FIFTY-FOUR: Hematologic Problems

Anemia


Problem Definition


Anemia is defined as a decrease in the erythrocyte mass below the laboratory reference interval, usually as measured by the packed cell volume (PCV). The hematocrit is a similar measure of erythrocyte mass, but is a value provided by hematology analyzers that is calculated from the measured red blood cell (RBC) count and mean cell volume (MCV). The PCV, RBC count, and hemoglobin (Hgb) concentration usually decrease proportionally. Individual laboratory reference intervals may differ slightly, but typically a PCV less than 37% in dogs and 27% in cats is considered anemic.


Pathophysiology


Anemia can result in decreased oxygenation of tissues, with resultant clinical signs of lethargy, exercise intolerance, tachypnea, tachycardia, and sometimes collapse. Mucous membranes appear pale. Severe anemia may result in a systolic heart murmur due to decreased blood viscosity. The severity of clinical signs is affected by how fast the anemia develops; acute anemia will result in more severe clinical signs than an anemia of the same magnitude that develops slowly. Anemia is caused by one of three basic mechanisms: blood loss (hemorrhage), red blood cell destruction (hemolysis), or decreased red blood cell production in the bone marrow. These mechanisms are not mutually exclusive, and more than one may be operating in any individual patient. The apparent red blood cell mass is affected by hydration status; dehydration may mask an anemia, while overhydration will decrease the PCV and total protein and mimic a blood loss anemia.


Initial Diagnostic Plan


Determining if the anemia is regenerative is a useful first step to shorten the list of differential diagnoses (see Table 54-1).
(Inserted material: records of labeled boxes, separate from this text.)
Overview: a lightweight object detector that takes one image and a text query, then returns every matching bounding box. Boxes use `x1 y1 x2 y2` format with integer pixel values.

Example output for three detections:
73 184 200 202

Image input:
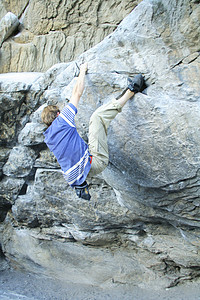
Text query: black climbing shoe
128 74 145 93
74 181 91 201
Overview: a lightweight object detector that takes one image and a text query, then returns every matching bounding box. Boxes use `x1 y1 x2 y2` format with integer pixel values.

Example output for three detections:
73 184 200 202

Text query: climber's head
41 105 60 126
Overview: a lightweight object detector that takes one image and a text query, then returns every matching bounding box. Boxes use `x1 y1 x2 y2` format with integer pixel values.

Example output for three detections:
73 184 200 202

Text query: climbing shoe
128 74 145 93
74 181 91 201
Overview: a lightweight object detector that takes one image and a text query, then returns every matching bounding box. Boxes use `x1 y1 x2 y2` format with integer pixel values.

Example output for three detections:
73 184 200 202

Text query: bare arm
69 63 88 108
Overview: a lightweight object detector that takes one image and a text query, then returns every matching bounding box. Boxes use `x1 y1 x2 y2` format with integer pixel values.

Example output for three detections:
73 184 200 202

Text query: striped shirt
44 103 91 186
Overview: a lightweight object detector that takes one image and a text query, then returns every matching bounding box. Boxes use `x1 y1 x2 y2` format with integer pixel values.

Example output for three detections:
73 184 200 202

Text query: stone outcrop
0 0 141 73
0 0 200 286
0 12 19 47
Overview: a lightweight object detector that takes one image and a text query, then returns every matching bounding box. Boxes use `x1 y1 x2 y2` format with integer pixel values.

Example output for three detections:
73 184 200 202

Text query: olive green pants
88 99 122 177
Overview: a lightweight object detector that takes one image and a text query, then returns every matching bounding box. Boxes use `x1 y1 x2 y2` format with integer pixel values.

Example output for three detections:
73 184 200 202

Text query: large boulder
0 0 200 286
0 0 141 72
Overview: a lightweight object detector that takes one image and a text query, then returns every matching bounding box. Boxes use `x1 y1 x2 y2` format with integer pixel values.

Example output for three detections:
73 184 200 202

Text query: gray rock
0 0 200 286
0 12 19 47
3 146 37 178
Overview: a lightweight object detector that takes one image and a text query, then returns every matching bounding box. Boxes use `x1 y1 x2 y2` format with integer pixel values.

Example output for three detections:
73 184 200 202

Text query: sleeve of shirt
59 103 77 127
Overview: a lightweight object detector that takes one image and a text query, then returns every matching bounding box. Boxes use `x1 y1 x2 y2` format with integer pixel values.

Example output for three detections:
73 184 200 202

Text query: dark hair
41 105 60 126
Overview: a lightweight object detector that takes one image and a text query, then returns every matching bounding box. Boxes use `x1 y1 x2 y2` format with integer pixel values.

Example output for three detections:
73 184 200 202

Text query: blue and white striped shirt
44 103 91 186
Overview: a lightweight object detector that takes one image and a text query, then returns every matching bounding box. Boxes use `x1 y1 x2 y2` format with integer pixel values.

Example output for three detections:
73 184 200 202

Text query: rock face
0 0 141 73
0 0 200 286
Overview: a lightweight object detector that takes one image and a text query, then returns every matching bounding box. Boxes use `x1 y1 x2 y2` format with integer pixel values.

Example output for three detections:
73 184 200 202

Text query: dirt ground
0 269 200 300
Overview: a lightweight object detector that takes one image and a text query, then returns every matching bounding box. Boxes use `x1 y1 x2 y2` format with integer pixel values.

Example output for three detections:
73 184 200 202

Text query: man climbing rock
41 63 144 200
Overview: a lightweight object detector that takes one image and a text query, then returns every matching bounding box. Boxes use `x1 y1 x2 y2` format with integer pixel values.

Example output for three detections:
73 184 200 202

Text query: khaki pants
88 99 122 177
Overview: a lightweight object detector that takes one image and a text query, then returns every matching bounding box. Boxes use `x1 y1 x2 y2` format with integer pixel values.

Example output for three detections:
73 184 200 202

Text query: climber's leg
88 89 134 177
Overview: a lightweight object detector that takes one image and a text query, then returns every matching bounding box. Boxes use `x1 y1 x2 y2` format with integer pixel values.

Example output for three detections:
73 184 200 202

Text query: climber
41 63 144 200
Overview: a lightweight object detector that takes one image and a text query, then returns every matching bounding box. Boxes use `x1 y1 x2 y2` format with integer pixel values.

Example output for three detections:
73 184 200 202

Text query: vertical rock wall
0 0 200 286
0 0 140 73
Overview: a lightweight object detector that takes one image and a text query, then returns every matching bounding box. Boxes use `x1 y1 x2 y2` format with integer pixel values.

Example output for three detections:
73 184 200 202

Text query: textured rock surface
0 0 200 286
0 0 141 72
0 12 19 47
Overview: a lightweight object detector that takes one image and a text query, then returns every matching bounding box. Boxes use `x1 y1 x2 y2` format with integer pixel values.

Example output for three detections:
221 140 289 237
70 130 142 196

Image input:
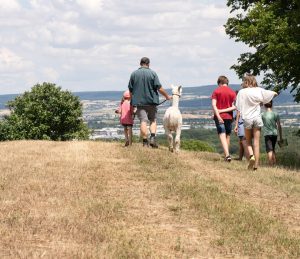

Regenerative anemias are expected in cases of hemorrhage or hemolysis, provided enough time has elapsed for the bone marrow to increase red blood cell production and start releasing reticulocytes (usually at least2–3 days). A regenerative anemia is defined by increased numbers of reticulocytes, and is best detected by obtaining the absolute number of reticulocytes per microliter (|J.L) of blood. A reticulocyte count greater than 60,000/μL in dogs or 50,000/μL in cats indicates a regenerative anemia. The absolute number can be determined manually by obtaining a reticulocyte percentage (using new methylene blue to stain red blood cells in suspension and then preparing a blood film) and multiplying that percentage by the total RBC count per microliter. Only aggregate reticulocytes (not punctuate) are counted in cats. In the absence of an RBC count the reticulocyte percentage (retic%) must be corrected for the degree of anemia, since a larger percentage of reticulocytes is required to give the same absolute number of reticulocytes as the RBC count progressively decreases. The formula for a corrected reticulocyte percentage is as follows: reported retic% × (patient’s reported PCV/patient’s normal PCV) = corrected retic%. Normal PCV values commonly used for dogs and cats are 45 and 37%, respectively. A corrected reticulocyte percentage more than 1% in dogs or more than 0.4% in cats suggests a regenerative anemia. Examples of the significance of reticulocyte counts for dogs and cats are given in Table 54-2. Finding marked polychromasia on a Wright’s stained blood film suggests regeneration, but is less sensitive than a reticulocyte count. Other blood film findings that often accompany a regenerative response include Howell–Jolly bodies, nucleated RBCs, and occasionally basophilic stippling; however, these are not specific for a regenerative response. Because reticulocytes are larger and contain less Hgb than mature RBCs, the MCV may be slightly increased and the mean cell hemoglobin concentration (MCHC) may be slightly decreased whenever there is a marked regenerative response.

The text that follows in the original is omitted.